Facing the music and dancing
It is fitting that Terra Firma is one of the most transparent nonpublic private equity firms as in one of its latest investments it has thrust it into the media limelight, perhaps more so than any other firm in the UK. The €5.9 billion buyout of EMI closed just as the problems in the credit markets finally became apparent last summer.
Due to the declining fortunes of the worldwide music industry the firm’s attempts to turnaround the struggling company are likely to be challenging.
Yet rather than retreat from the limelight, Terra Firma has decided to conduct its turnaround in the public eye. The firm is cutting between 1,500 and 2,000 jobs at the company and targeting a £200 million ($392.6 million) per year cost reduction drive. As this goes on, high profile spats have dominated the magazine supplements and music sections, as music acts like Radiohead have left the label while Terra Firma’s cost-cutting takes effect.
The success of the deal is of importance to Terra Firma’s returns. The firm has invested close to 30 percent of both its €2.1 billion second fund and its €5.4 billion third fund in the transaction, according to a source close to the company.
But it would seem in today’s changing markets the transaction is unattractive to debt investors. Citi solely underwrote the transaction, and it reportedly failed to syndicate £2.4 billion of the debt related to the deal during its attempts to sell on $12.5 billion loans to a private equity consortium, according to Financial Times. This is arguably related to debt investor risk aversion in current markets, rather than any specific problem at the company.
Despite the difficulties, Terra Firma has recruited a crack management team, including Douglas Merrill, former Google chief information officer, and Nick Gatfield, the artists and repertoire specialist, who among other successes at Universal and Island Records, helped sell Amy Winehouse, the highly popular UK singer.
The firm has undertaken reputable turnarounds in the past such as Angel Trains and Le Meridien, underlining its track record to achieve in the EMI deal. The success of the firm in the ambitious project would lead to a fixed music industry, according to Hands.
Many in the markets are skeptical that even a firm as successful as Terra Firma at turnarounds will be able to pull the feat off. But if it does manage to do so the firm is likely to bring credit on the whole industry for fixing a company that many feel was in decline.

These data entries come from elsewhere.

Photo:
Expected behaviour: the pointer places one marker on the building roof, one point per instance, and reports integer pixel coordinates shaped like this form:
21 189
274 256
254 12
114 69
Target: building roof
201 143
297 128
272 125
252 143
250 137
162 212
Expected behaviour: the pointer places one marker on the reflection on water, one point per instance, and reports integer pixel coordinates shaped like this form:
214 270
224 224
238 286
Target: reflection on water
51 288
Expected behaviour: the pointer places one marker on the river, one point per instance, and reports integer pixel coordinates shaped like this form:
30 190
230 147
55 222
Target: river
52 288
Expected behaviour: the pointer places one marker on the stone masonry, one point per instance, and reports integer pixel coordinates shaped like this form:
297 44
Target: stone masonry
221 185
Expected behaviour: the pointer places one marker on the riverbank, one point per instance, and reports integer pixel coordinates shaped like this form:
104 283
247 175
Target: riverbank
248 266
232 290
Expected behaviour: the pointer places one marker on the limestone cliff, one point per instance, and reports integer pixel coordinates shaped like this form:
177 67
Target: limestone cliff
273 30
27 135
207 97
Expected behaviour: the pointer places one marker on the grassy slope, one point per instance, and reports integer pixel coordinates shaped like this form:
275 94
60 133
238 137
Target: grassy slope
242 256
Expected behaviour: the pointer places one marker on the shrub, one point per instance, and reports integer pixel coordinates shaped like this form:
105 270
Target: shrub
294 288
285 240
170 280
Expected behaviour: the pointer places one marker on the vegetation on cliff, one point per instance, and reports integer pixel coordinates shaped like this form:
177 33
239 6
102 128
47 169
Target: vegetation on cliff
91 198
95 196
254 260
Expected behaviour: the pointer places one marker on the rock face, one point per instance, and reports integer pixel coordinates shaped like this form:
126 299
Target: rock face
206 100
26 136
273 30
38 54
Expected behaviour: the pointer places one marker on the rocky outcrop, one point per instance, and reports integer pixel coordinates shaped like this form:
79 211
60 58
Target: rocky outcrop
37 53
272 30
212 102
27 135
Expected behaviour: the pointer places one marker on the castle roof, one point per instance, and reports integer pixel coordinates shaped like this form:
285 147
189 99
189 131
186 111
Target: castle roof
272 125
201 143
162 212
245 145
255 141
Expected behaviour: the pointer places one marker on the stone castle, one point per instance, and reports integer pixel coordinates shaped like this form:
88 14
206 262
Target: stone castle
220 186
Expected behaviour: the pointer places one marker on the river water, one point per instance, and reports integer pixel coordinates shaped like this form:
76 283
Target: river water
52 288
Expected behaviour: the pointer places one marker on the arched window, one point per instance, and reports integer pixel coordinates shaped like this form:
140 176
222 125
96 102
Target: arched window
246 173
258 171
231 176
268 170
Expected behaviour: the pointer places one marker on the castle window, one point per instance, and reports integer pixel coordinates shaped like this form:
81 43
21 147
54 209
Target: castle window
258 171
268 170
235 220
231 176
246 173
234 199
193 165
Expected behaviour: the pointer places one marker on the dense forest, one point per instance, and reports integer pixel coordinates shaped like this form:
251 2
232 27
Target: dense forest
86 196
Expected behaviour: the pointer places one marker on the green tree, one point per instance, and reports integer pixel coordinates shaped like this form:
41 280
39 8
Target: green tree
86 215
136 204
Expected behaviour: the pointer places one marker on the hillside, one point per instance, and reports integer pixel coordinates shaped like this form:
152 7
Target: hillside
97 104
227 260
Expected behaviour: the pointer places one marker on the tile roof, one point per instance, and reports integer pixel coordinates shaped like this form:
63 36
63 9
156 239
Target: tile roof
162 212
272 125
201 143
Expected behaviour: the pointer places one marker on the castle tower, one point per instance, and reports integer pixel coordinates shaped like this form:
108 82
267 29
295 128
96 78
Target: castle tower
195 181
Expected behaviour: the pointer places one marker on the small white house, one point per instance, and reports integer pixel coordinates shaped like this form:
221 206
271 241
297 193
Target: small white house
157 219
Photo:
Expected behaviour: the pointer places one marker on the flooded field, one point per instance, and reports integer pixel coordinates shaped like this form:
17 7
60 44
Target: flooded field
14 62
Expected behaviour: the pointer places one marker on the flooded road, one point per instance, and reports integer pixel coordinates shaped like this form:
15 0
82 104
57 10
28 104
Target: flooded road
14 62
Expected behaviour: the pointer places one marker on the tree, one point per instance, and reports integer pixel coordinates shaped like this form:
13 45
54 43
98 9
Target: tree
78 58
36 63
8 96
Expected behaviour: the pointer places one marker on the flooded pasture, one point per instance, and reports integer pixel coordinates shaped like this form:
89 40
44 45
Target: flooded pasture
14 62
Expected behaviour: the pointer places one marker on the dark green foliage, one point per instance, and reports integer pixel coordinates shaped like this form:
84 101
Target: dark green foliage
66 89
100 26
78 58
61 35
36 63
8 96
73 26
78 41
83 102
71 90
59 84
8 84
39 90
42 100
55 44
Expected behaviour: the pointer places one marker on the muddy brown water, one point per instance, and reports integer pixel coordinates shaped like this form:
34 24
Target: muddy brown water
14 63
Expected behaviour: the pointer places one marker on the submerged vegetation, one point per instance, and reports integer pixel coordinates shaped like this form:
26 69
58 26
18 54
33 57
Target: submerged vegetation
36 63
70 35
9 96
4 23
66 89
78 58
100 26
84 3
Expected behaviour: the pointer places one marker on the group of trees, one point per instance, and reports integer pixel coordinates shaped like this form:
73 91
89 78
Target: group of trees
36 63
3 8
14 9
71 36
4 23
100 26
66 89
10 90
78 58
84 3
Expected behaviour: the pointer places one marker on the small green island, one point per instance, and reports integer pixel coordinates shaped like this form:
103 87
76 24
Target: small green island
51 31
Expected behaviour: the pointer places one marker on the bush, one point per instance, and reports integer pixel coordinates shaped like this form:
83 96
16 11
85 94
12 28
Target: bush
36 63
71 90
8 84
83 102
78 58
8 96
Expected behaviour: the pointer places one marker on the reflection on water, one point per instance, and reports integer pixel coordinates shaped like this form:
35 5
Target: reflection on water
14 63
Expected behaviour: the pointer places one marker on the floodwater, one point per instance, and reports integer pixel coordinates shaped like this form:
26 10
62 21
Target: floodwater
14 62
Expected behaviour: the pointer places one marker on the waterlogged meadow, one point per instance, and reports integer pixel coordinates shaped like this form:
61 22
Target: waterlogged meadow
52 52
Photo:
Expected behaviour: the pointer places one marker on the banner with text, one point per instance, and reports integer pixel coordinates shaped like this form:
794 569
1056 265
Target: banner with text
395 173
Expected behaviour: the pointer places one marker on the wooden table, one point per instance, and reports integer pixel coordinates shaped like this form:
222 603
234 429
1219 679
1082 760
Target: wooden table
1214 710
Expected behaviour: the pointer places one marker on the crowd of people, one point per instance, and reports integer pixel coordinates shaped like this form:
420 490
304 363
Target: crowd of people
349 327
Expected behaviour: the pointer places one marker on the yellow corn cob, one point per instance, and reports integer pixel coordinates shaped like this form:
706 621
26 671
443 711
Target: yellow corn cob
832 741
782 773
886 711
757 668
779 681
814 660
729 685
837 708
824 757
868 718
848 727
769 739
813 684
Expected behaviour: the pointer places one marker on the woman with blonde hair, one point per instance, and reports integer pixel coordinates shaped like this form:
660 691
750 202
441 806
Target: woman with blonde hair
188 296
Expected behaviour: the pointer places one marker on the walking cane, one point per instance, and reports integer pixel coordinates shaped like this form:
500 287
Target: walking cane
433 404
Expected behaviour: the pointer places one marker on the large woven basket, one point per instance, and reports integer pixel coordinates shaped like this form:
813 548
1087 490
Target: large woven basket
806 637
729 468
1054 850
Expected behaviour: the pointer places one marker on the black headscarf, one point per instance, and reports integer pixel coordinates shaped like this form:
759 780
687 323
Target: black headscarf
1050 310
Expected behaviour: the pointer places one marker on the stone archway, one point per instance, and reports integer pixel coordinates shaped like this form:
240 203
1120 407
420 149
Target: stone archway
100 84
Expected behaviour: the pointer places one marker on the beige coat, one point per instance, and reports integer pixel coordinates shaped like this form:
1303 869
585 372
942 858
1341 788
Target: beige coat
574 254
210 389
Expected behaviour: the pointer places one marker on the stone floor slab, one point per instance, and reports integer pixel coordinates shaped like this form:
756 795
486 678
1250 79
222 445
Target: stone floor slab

Given the firm’s open approach to disclosure, transparency’s champions in the industry will be hoping that the deal goes well for Terra Firma. Should other firms see Terra Firma continue to receive positive comments for its open approach, more will presumably follow suit as a public relations move. Should EMI falter, the poster child of transparency may look less appealing to those who remain wary of baring all.